On the Arumugasamy Commission constituted to conduct an inquiry into former Tamil Nadu Chief Minister Jayalalithaa’s death

It is very clear that we did the very best for the person, not only because she was the Chief Minister, but also because she was very sick. Frankly, during the first 48 hours, we thought her chances were zero. But then she improved and we were able to control the infection. However, she developed a simultaneous heart valve issue, along with respiratory distress. She was not in a position to have surgeries and had several co-morbidities, including diabetes and hypertension.

She had a cardiac arrest in front of the doctor, who did everything immediately to bring her back. Even on the ECMO [to support the heart and lungs], she did not come back. We are competent, and every kind of expert was there at hand to assist in treatment.

On technology in healthcare

Technology has done a lot for healthcare; it has a significant role in the advancements in treating patients. We are currently working on a product that will provide an artificial intelligence-driven clinical protocol to bring out the best outcomes in a patient and make predictions based on clinical inputs fed into it.

As a hospital we have also striven to get the latest technology, sometimes as pioneers.
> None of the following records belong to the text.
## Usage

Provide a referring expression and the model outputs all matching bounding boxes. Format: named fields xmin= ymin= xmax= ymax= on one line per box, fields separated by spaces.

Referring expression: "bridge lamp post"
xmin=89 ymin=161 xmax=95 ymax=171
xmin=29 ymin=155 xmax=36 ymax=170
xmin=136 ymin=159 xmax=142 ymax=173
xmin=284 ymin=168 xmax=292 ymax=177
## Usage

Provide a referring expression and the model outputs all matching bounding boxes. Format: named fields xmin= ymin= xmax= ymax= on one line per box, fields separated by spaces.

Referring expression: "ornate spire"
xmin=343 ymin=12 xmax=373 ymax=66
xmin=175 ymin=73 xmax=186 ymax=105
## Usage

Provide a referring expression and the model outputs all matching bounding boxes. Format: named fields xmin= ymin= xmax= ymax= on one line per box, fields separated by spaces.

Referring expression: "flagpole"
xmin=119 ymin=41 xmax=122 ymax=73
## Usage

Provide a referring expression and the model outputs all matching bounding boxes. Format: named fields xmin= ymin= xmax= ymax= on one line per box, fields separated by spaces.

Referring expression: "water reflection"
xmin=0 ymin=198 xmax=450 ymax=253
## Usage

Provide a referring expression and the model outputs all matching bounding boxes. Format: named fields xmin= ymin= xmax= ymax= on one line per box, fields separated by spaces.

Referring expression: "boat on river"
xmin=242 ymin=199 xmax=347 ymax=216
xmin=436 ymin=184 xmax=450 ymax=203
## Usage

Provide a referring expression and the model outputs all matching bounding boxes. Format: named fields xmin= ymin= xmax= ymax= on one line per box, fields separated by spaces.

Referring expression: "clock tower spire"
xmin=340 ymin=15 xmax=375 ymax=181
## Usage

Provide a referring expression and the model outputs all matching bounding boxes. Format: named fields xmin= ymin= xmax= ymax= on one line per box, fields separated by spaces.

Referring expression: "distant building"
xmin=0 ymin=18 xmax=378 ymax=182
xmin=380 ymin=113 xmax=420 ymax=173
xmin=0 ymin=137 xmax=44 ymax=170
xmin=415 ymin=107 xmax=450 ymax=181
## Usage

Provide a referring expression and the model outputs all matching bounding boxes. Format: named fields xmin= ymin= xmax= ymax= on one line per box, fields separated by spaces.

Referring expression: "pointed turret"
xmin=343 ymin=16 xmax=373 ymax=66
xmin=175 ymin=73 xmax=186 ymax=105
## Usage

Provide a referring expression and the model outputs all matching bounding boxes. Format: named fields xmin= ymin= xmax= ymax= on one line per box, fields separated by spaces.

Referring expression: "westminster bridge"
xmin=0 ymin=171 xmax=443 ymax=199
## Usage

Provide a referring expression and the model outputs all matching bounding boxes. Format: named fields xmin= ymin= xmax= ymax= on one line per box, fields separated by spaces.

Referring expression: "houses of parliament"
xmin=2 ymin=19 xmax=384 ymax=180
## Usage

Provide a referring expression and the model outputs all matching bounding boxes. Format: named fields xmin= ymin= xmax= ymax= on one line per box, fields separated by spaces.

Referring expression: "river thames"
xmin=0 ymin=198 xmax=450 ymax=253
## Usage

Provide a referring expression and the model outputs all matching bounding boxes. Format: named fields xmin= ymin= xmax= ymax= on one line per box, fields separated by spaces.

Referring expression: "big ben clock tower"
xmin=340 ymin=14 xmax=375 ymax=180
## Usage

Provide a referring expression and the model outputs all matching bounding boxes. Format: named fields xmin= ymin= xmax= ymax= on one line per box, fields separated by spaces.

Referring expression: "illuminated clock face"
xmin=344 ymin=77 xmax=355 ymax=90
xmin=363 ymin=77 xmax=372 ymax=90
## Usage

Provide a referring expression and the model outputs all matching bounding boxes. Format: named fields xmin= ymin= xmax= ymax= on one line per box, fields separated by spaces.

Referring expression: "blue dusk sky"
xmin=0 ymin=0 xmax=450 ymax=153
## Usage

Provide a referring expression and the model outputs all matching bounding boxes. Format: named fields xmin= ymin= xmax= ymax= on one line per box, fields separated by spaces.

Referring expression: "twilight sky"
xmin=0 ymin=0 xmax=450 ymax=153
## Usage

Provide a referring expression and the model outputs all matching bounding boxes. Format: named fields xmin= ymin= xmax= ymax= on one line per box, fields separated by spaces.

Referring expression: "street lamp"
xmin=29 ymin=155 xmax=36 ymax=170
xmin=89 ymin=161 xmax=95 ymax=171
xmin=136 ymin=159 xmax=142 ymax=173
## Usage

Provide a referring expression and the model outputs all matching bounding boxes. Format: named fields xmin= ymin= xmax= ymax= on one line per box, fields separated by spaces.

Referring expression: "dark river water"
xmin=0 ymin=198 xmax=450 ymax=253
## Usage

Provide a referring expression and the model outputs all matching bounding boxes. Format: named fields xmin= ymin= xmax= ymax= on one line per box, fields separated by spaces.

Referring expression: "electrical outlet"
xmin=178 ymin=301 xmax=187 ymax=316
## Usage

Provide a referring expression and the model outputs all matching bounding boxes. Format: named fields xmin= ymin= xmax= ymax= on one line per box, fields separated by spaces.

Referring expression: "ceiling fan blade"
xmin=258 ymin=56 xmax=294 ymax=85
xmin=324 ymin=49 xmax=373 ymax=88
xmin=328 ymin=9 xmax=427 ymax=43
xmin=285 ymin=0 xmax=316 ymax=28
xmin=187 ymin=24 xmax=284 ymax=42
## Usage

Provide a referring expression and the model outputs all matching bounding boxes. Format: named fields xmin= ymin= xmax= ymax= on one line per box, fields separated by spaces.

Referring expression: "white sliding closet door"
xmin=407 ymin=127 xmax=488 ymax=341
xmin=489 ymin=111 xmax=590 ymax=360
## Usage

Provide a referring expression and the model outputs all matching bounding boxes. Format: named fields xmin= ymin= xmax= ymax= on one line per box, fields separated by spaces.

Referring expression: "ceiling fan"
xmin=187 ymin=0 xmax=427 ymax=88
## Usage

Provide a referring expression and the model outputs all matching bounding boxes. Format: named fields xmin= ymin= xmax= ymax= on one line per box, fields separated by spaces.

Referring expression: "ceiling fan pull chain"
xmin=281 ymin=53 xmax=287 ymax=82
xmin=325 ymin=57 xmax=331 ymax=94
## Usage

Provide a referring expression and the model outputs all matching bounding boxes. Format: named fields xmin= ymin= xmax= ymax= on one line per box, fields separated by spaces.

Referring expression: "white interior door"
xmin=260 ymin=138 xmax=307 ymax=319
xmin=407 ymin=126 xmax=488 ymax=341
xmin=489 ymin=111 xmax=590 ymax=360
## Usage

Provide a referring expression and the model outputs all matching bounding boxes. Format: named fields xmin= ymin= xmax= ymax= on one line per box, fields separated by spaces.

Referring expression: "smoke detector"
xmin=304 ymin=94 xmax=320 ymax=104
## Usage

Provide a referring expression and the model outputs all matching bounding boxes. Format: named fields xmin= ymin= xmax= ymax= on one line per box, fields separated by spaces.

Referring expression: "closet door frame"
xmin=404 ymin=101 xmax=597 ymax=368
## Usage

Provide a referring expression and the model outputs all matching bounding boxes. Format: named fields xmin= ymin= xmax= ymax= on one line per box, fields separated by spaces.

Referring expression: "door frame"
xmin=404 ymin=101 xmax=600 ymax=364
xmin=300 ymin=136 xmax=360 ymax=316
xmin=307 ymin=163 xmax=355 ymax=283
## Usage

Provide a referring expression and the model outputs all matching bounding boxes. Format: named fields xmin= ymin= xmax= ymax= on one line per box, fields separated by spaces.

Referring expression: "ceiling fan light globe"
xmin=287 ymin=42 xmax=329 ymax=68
We order products that will be state-of-the-art not when we sign the contract but will be the latest in the market on the day of installation. We are fortunate to have been able to stay with the best in the trade for so long. Our Proton Centre, that will be inaugurated in Chennai at the end of the year, will be one such modern station for treatment of cancers.

Top three requests for Prime Minister Modi

Primarily, take action before the huge tsunami of non-communicable diseases destroys our families and our youth. Look at both prevention and treatment options for all NCDs.

Secondly, provide adequate protection for doctors. Doctors want to do the best for the patient, but sometimes they are in the position of making crucial decisions when the patient is critically ill. If the patient does not make it, then people rampage through hospitals. Protect doctors, and hospitals — treat destruction of hospital property as a non-bailable offence.

Finally, the demand-supply gap in healthcare is still huge; the government should encourage people to establish new infrastructure. We need new hospital beds; now, for instance, we have 1.1 beds per 1,000 people, while the global average is 2.7 and the WHO recommendation is 3.5. We need to work towards increasing that, and increasing the doctor-patient ratio as well.